Adding a scalar multiple of one column to another leaves the column and row ranks unaltered and deduce from this that row rank = column rank

Question

1. Show that adding a scalar multiple of one column to another leaves both the column rank and the row rank of a matrix unaltered.
   
2. Deduce from 1 that the row rank equals the column rank.
   

HINT: 1. Use the fact that $\varphi((x_1,x_2,...,x_n))=(x_1+\beta x_2,x_2,...x_n)$ (where $\beta$ is a fixed scalar) is an isomorphism from $F^n$ to itself.
2. Reduce the columns not belonging to a column basis to null vectors.

My attempt:
$1\le k,p\le n$ are fixed numbers. Let $A_{m\times n}$ and $B_{m\times n}$ be matrices such that
$B_{*j}= \begin{cases} A_{*j} &\quad\text{if, } j\ne k\\ A_{*k}+A_{*p} &\quad\text{if, } j=k\\ \end{cases}$ $\quad\forall j=1,2,...n$

Let $S_1=\mathcal{R}(A)$ and $S_2=\mathcal{R}(B)$ where $\mathcal{R}$ represents the rowspace of a matrix. $V_1,V_2$ are vector spaces over $F^n$.
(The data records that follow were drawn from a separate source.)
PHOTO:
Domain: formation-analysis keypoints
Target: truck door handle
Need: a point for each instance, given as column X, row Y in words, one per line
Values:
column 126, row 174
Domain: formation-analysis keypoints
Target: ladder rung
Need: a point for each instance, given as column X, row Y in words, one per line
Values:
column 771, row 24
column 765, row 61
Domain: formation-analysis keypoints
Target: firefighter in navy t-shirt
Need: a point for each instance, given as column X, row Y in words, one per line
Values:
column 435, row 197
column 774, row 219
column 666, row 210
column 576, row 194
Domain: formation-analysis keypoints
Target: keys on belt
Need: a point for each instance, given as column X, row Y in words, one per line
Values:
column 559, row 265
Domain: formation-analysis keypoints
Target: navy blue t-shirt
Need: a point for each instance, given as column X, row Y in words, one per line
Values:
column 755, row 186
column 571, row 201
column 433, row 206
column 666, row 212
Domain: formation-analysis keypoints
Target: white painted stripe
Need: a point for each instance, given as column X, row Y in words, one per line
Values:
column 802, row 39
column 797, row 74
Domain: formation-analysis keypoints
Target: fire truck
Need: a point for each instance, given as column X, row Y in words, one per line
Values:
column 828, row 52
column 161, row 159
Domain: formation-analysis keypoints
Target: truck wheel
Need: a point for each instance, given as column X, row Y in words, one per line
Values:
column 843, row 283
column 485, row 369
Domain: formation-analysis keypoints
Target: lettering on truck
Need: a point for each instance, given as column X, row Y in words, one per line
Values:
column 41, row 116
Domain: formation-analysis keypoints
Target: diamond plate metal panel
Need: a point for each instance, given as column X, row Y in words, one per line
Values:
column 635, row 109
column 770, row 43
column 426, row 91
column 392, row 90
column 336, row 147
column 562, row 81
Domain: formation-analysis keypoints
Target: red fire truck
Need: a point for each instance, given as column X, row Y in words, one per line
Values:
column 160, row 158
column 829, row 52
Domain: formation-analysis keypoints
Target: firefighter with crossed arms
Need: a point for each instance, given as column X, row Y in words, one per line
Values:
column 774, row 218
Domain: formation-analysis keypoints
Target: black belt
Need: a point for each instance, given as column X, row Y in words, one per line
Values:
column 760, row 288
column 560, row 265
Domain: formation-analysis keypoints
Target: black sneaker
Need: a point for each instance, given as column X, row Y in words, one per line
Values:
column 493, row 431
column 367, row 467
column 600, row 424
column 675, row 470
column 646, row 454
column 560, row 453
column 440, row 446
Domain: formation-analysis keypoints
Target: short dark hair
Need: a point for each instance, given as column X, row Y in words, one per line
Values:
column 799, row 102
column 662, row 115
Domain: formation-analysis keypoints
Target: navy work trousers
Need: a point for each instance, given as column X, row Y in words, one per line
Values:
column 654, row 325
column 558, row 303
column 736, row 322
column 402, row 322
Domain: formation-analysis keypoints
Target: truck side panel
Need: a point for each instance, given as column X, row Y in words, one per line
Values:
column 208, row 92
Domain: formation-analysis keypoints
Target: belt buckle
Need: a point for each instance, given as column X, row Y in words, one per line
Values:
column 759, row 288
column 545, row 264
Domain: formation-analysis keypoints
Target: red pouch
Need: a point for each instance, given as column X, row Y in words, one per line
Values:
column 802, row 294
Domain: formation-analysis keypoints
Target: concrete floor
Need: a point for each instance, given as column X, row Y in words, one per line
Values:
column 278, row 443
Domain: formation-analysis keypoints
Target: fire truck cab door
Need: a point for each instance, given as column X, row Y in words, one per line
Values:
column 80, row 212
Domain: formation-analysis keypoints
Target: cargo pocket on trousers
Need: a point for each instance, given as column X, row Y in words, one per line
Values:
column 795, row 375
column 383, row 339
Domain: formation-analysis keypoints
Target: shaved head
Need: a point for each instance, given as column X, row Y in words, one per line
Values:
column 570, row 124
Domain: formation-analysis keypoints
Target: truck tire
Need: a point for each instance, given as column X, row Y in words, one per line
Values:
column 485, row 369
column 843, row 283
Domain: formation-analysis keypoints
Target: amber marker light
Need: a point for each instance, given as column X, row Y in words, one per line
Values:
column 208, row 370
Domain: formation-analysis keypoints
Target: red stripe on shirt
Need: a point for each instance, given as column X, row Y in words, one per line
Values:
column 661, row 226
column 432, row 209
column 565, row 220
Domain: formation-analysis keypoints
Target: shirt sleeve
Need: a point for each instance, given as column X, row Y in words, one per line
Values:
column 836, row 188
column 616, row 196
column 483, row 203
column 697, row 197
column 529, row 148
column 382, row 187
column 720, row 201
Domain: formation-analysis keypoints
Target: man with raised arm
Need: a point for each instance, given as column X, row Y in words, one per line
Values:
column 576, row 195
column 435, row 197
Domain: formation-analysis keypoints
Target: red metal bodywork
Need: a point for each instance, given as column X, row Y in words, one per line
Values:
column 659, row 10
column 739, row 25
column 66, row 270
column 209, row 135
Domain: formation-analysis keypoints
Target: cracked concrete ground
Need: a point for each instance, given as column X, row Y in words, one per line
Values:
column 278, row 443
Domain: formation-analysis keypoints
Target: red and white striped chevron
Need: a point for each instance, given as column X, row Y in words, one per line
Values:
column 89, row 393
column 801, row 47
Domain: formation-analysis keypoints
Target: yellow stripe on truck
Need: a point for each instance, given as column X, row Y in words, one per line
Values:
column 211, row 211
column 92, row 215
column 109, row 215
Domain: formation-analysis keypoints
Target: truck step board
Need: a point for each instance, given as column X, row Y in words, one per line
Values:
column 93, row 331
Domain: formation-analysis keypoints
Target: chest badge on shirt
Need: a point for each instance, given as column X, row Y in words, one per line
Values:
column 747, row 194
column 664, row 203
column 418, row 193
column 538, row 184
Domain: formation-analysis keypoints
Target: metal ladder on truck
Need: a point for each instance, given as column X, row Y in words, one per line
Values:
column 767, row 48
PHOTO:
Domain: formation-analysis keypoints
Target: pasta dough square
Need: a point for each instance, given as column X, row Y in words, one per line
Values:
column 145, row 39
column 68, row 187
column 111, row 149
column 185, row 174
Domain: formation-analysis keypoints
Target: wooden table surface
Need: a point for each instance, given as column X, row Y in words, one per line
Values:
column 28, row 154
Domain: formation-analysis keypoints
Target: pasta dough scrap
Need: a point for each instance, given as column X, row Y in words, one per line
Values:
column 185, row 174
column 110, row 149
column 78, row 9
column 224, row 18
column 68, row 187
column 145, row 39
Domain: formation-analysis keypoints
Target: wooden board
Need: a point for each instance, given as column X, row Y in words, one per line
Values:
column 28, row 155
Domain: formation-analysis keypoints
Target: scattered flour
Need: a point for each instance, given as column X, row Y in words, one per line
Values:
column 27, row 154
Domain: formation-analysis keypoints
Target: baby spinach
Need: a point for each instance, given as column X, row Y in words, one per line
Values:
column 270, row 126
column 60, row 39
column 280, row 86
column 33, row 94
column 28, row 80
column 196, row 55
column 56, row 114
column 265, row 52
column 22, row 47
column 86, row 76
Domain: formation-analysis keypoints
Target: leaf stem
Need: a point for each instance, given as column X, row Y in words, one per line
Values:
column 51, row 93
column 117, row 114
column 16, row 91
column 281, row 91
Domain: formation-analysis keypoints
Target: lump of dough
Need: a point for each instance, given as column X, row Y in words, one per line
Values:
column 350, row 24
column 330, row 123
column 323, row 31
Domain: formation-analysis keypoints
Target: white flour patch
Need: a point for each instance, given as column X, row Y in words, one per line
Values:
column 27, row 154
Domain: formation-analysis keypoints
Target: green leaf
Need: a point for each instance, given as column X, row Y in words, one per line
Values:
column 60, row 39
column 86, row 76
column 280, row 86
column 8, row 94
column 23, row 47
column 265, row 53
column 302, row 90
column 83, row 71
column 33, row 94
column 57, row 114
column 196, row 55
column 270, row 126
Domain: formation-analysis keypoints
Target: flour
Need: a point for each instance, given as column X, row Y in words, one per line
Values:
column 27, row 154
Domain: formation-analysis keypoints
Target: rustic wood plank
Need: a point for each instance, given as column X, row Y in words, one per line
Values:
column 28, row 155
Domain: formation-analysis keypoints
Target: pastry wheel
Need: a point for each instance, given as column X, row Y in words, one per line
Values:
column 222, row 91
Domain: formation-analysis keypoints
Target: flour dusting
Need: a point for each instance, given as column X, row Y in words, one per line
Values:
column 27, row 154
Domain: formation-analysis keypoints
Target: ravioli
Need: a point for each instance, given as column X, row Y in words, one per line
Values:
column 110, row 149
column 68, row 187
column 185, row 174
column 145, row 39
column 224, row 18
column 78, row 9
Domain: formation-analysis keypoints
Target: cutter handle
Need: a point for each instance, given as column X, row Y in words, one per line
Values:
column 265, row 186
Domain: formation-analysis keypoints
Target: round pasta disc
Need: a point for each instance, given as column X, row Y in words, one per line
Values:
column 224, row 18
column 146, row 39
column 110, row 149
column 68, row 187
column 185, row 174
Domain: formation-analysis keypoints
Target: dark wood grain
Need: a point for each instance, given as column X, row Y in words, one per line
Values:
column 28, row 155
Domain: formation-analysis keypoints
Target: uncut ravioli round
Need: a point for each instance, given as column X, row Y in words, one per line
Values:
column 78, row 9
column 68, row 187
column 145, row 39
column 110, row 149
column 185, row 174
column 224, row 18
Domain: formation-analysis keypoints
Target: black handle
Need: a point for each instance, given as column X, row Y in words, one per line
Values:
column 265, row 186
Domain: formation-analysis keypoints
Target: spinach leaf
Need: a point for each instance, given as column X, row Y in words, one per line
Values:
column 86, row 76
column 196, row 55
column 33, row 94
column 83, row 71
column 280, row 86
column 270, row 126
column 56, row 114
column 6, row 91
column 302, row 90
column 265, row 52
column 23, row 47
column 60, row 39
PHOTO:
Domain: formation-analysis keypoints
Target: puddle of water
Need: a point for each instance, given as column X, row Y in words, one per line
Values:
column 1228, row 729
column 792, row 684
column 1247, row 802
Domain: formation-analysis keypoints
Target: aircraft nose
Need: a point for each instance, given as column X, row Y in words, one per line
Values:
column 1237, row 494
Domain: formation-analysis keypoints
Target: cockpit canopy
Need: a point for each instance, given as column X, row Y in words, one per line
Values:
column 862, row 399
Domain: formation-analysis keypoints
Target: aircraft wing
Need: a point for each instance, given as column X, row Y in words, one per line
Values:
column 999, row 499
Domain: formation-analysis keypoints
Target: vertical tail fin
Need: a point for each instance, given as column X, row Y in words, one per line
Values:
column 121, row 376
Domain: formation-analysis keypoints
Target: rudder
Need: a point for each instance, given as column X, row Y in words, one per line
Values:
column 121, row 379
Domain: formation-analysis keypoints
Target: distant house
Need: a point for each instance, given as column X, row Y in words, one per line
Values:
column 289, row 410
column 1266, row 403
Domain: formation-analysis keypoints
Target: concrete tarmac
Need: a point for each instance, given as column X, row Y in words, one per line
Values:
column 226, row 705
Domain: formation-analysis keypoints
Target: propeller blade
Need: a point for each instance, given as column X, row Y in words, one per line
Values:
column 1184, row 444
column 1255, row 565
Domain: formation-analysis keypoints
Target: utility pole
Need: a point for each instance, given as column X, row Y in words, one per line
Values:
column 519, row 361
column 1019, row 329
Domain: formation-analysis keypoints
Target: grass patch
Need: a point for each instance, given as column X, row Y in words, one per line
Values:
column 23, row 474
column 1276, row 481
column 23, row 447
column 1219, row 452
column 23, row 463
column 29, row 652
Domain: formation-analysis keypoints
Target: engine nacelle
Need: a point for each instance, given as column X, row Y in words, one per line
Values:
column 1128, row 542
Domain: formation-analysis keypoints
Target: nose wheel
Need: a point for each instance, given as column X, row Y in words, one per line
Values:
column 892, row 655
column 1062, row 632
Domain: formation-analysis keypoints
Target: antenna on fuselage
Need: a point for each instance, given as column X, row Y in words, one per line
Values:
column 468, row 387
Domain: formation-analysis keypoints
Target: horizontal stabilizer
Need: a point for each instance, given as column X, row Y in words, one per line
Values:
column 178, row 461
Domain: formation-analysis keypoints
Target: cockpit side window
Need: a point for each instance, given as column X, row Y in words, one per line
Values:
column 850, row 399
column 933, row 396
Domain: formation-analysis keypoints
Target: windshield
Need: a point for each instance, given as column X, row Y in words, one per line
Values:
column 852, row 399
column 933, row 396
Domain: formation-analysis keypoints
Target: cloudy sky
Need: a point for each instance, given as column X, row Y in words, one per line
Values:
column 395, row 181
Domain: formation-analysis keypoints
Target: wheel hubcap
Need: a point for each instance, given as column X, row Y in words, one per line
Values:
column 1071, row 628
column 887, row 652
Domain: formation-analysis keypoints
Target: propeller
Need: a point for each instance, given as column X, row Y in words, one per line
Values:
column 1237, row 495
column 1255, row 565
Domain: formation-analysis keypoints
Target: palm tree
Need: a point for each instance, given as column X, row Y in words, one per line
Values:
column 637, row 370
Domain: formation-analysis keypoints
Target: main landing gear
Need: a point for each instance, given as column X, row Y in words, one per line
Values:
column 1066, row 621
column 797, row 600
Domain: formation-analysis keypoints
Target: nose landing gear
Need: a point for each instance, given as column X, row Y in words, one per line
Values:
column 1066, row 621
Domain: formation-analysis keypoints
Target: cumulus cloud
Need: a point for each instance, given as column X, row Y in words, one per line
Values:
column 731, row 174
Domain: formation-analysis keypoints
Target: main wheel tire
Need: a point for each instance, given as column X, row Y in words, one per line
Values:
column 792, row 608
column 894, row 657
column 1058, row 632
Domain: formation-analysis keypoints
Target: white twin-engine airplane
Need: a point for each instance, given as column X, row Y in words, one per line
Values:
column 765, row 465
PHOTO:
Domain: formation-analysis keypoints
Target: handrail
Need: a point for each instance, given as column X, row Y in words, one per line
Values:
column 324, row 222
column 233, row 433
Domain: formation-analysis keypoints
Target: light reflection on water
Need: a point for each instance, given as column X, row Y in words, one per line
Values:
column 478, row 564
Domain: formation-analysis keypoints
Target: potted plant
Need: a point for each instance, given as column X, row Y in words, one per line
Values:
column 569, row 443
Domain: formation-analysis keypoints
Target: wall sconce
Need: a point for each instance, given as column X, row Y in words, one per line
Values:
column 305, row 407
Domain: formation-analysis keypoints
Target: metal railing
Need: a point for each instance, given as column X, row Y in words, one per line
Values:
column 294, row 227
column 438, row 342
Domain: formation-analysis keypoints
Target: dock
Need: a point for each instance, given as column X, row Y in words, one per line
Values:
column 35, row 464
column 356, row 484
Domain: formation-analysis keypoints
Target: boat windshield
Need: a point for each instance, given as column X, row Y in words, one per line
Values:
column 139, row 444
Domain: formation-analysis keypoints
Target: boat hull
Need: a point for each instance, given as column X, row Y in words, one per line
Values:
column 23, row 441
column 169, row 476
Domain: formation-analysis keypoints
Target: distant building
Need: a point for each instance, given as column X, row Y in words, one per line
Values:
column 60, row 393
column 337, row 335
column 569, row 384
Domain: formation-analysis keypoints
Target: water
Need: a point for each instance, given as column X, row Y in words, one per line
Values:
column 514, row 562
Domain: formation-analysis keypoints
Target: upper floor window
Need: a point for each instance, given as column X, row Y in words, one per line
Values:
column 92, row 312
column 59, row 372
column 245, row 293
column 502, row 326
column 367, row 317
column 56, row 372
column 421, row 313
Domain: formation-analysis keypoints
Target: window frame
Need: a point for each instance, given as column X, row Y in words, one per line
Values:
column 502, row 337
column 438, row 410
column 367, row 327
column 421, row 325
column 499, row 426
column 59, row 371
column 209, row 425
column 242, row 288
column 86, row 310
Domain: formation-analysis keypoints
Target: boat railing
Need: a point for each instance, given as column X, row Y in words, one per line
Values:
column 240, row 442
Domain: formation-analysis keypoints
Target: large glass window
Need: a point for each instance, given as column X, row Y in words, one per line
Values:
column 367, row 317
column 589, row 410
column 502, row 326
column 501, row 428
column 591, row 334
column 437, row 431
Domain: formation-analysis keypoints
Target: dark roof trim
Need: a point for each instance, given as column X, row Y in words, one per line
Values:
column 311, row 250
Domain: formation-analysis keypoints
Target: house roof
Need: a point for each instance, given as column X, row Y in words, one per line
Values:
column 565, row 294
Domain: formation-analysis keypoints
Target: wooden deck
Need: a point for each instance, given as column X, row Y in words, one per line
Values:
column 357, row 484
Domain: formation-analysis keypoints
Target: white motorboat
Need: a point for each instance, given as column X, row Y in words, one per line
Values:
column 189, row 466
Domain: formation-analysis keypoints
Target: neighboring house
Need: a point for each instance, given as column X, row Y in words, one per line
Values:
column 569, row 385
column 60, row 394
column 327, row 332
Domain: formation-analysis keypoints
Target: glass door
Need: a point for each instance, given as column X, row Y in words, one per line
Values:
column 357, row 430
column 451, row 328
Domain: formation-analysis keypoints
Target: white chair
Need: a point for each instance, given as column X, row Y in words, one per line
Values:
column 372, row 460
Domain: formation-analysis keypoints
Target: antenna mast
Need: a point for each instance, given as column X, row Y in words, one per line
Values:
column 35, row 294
We define $\varphi: F^n\longrightarrow F^n$ such that $$\varphi((a_{i1},a_{i2},...,a_{ik},...,a_{in}))=(a_{i1},a_{i2},...,a_{ik}+a_{ip},...,a_{in})$$ $\Rightarrow\varphi(A_{i*})=B_{i*}$

Using the hint, we know that $\varphi$ is an isomorphism from $F^n$ to itself
$\Rightarrow S_1$ is a subspace of $F^n$ so $\varphi(S_1)=S_2$ is a subspace of $F^n$ in the same dimension
$\Rightarrow \dim(\mathcal{R}(A))=\dim(S_1)=\dim(S_2)=\dim(\mathcal{R}(B))$

Similarly, $\dim(\mathcal{C}(A))=\dim(\mathcal{C}(B))$ where, $\mathcal{C}$ represents the column space of a matrix.

a) Is my attempt correct? Is there a better approach?
b) I know a general proof to the 2 but can't understand how to deduce it from 1.

Answer 1

a) Don't seem to have problem.

b) Since row operation is dual to column operation, reduce $A$ to its RREF, which has equal row rank and column rank, or further column-reudce its RREF to most column-reduced form $C$ such that it is eminant that its column rank equals its row rank (by counting remaining non-zero entries in the matrix), hence column rank of A= column rank of C= row rank of C= row rank of A.

Note that though only one type of operations (adding a scalar multiple to others) is available, it still convert $A$ to its RREF except all leading entries may not be 1.